Fatherhood is a process of constant readjustment, or put less delicately, the management of failure. At first you hope to apply the lessons of your own childhood, then you downgrade that to a hope that you will learn from experience, before finally settling for barely educated guesses. Even with that knowledge, my daughter Penny’s sporting travails on Sunday mornings assumed a significance I could never have foreseen.

Last year, Penny decided she wanted to try rugby and joined a club I had once played for in my teens. So, well placed to help, I accompanied her to training and matches and was relieved to see her apply her trademark fearlessness in the mud with a group of 20 or so children, all but three of whom were boys.

Week after week, I watched the boys lash out at each other over some perceived slight, throwing punches and swinging wild kicks more comic than dangerous. There was lots of sobbing (their pain threshold seemed significantly lower than that of the girls). They over-celebrated every tiny victory to inflict maximum humiliation. They whispered insults to the girls out of the earshot of adults. Sometimes the boys refused to accept the coach’s decisions, as if the rules were an inconvenient brake on their individualism.

But what jarred most and filled me with that burning sense of fatherly injustice was the refusal of any of the boys to pass to a girl, despite the encouragement of the coaches. The girls – all excellent players – had to pass to each other; it was their best hope of getting involved. When the boys had the ball, they would rather run backwards or into touch than pass to a girl, so passages of play often fell into a familiar pattern of zigzagging futility.

One of the mothers and team organisers said to me: “At this age an all-girl team would smash the boys. They can strategise and work together. The boys wouldn’t know what to do.”

Penny playing rugby - Claudine Hartzel
Penny playing rugby - Claudine Hartzel

Penny is a blue belt at karate, so this stand-off had nothing to do with any perception of weak feminine physicality. The club is a great community hub and has been supportive throughout, but when the coaches introduced a rule that every phase had to involve at least three passes as a way of stopping the ball-hogging and glory hunting, the boys made secret pacts with each other, passing it back and forth three times so they could then revert to headless chickens, unburdened by anything as tedious as teamwork.

Penny never complained about cuts and bruises, but we walked home after each match talking with disbelief at how the boys had acted, and her frustration chipped away at my heart. I could see her confidence deflating.

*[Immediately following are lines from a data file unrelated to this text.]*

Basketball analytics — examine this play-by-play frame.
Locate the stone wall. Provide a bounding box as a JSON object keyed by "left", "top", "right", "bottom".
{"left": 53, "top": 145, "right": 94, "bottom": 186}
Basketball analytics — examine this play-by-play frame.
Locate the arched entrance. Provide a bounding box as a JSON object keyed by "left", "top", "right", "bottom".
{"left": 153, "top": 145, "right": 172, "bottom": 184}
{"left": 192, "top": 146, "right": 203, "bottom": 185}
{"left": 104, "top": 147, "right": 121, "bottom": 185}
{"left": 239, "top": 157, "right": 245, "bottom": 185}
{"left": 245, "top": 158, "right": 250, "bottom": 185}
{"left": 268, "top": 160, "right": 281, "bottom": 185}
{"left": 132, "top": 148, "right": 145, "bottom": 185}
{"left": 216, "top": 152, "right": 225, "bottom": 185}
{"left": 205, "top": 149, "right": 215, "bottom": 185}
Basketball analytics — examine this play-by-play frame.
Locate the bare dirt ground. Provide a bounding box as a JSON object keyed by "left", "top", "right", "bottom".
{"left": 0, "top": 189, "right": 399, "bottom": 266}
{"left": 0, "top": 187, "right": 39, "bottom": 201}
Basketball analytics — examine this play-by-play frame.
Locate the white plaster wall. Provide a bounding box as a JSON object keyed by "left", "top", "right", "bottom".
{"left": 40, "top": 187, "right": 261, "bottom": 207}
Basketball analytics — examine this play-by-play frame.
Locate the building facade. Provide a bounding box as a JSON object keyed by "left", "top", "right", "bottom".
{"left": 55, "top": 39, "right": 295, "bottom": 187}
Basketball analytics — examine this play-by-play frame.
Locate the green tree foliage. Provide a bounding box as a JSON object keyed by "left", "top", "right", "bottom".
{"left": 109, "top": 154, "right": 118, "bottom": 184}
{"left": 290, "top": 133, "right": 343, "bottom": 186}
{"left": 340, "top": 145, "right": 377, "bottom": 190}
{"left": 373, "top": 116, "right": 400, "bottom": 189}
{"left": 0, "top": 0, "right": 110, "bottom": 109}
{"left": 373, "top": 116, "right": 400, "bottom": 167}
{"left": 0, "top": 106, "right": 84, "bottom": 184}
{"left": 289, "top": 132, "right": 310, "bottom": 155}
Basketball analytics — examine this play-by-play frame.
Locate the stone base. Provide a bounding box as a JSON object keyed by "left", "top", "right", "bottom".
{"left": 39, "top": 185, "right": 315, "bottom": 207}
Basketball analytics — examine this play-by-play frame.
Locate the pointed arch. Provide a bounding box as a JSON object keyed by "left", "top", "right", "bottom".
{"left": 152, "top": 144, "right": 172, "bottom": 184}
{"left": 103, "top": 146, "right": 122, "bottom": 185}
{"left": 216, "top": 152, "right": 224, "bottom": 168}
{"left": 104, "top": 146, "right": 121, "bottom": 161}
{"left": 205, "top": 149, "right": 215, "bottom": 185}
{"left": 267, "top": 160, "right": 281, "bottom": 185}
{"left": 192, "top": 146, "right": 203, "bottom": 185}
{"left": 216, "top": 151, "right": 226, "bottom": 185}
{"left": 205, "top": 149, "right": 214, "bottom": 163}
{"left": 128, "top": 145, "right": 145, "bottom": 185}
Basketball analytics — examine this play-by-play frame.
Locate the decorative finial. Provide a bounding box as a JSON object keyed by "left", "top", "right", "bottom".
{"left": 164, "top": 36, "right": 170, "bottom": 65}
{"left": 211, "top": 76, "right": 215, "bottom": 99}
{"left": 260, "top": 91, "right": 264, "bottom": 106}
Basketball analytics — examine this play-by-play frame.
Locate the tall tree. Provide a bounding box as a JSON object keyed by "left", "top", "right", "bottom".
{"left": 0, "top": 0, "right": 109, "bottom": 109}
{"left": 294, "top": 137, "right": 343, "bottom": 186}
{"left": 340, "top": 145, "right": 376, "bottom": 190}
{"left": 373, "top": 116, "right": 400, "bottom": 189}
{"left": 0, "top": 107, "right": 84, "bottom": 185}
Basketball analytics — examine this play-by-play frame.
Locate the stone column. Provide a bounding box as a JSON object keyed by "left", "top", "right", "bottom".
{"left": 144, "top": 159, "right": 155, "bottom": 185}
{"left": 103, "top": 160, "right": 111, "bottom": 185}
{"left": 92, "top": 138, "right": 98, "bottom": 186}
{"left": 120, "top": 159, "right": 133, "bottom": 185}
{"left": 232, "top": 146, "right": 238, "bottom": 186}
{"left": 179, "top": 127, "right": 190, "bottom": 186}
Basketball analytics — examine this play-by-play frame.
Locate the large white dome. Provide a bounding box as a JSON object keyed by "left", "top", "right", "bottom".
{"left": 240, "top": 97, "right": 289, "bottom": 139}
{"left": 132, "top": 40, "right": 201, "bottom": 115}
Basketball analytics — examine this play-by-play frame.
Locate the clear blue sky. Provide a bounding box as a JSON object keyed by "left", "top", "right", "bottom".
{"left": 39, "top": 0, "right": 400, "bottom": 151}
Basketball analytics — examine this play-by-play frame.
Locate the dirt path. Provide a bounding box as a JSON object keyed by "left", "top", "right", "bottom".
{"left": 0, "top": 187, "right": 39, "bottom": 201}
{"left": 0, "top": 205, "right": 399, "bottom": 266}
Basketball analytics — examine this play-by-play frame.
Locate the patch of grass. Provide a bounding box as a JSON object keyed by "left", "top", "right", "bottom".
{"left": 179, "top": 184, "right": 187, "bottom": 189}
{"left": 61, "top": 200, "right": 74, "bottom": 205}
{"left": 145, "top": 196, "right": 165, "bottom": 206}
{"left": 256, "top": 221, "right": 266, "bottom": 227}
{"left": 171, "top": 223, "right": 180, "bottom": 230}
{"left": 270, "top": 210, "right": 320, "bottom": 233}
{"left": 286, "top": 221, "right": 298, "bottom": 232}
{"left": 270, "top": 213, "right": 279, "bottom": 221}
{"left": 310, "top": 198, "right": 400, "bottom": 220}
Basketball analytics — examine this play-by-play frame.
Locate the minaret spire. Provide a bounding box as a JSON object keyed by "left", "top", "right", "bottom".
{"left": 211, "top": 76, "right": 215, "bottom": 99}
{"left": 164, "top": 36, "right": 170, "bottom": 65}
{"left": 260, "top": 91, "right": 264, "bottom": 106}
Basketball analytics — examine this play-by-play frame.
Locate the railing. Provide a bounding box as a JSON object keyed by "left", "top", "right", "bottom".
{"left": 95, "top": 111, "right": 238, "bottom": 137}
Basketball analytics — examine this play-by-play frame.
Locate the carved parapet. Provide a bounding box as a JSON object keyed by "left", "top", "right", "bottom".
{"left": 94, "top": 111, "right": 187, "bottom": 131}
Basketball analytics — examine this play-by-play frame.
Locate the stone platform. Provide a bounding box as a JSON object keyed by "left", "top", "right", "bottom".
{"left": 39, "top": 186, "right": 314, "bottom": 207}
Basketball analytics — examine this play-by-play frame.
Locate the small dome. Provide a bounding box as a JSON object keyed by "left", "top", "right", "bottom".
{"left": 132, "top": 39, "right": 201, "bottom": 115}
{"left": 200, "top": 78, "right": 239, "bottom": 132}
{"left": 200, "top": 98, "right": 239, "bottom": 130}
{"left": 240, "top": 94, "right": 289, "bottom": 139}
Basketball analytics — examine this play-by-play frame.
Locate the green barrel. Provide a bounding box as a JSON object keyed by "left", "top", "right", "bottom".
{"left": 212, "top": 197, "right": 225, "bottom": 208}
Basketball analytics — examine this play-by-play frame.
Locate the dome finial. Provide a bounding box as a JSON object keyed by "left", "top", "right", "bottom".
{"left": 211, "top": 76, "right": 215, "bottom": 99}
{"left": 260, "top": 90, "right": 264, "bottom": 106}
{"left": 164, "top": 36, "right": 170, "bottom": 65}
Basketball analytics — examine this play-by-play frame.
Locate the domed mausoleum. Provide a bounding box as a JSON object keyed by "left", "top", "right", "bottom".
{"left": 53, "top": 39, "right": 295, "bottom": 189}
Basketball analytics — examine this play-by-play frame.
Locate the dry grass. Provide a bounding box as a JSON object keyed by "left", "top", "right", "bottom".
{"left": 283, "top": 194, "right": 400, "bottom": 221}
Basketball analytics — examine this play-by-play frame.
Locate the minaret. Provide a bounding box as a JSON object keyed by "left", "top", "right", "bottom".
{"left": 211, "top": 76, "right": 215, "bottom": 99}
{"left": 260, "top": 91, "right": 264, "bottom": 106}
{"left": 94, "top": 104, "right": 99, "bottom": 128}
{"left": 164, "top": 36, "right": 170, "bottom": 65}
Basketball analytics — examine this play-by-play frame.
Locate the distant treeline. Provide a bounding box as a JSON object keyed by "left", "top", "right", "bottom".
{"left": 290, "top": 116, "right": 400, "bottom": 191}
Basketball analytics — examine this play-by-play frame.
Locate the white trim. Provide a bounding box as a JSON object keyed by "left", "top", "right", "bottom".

I suspect the boys’ attitude was warped by the mere presence of girls in “their” space, which is a dispiriting thought. As is the conclusion that I was watching young males repeat patterns of behaviour in which females will always be an “other”. (Penny has recently started playing cricket, too, and the boys’ behaviour is just the same.)

It’s important to keep in mind that at this age, boys are generally less physically and emotionally mature than girls. These boys are not the embodiment of evil; they are just children. But still.

There are probably women reading this mouthing the words “No s--t, Sherlock”, but it wasn’t so much what these observations revealed, rather the stark clarity of it all – the unmasking of a little version of society in real time on the gloop of a rugby pitch.

Boys forgive one another for mistakes they wouldn’t tolerate from the girls – dropping the ball, getting pushed into touch. It’s like a mini-rugby version of a woman being ignored in a business meeting.

One of the lesser privileges of being a parent is to discover your own shortcomings. I have no doubt that I exhibited similar behaviour as a boy and that this mutated into adulthood. Watching Penny play rugby wasn’t a Damascene conversion, but it’s sobering that it took having two daughters to force me to acknowledge the full depth and breadth of misogyny – a thread that runs from children’s sport all the way up to our most important institutions. Typical: you think you’re the big man, but the only things you really learn about fatherhood are what your children teach you.

I was rather relieved when two daughters turned up in my life. There was something about the idea of having a son that filled me with a dread of repeating the corrosive and unfixable relationship that I had with my own father. The thought of trying to “do it right” and somehow avoid the mistakes of the past seemed just too daunting. Perhaps I feared I wasn’t up to the task.

In defence of the boys – and masculinity – experience shows that they are less prone to the sustained campaigns of poisonous psychological warfare that blight girls’ relationships at school. For Penny, as for her older sister, classroom nastiness is the first of many injustices that can leave a parent quaking.

It’s not just the immediate pang you feel for a wrong done to your child, but more the lingering helplessness: their first day at school, when they are ill, when they are bullied. Then there’s the helplessness to come: when they have their heart broken, when they stay out all night, when they leave home. Helplessness is the default state of all parents, good or bad, aware or ignorant.

Watching Penny play rugby also left me with the sensation of time passing. It was the existential equivalent of an earworm. All that live-in-the-moment guff becomes more difficult when the moment increasingly feels like something that is moving – or disappearing. The danger is that you become conscious of yourself watching a person you love existing without you, rather than just cheering them on. It’s as if me standing on the sidelines is the biggest metaphor of all. A prelude to a goodbye.

Penny, of course, wants to play next season. That’s my girl. She thinks the boys are idiots. She also thinks I’m an idiot. She’s half right.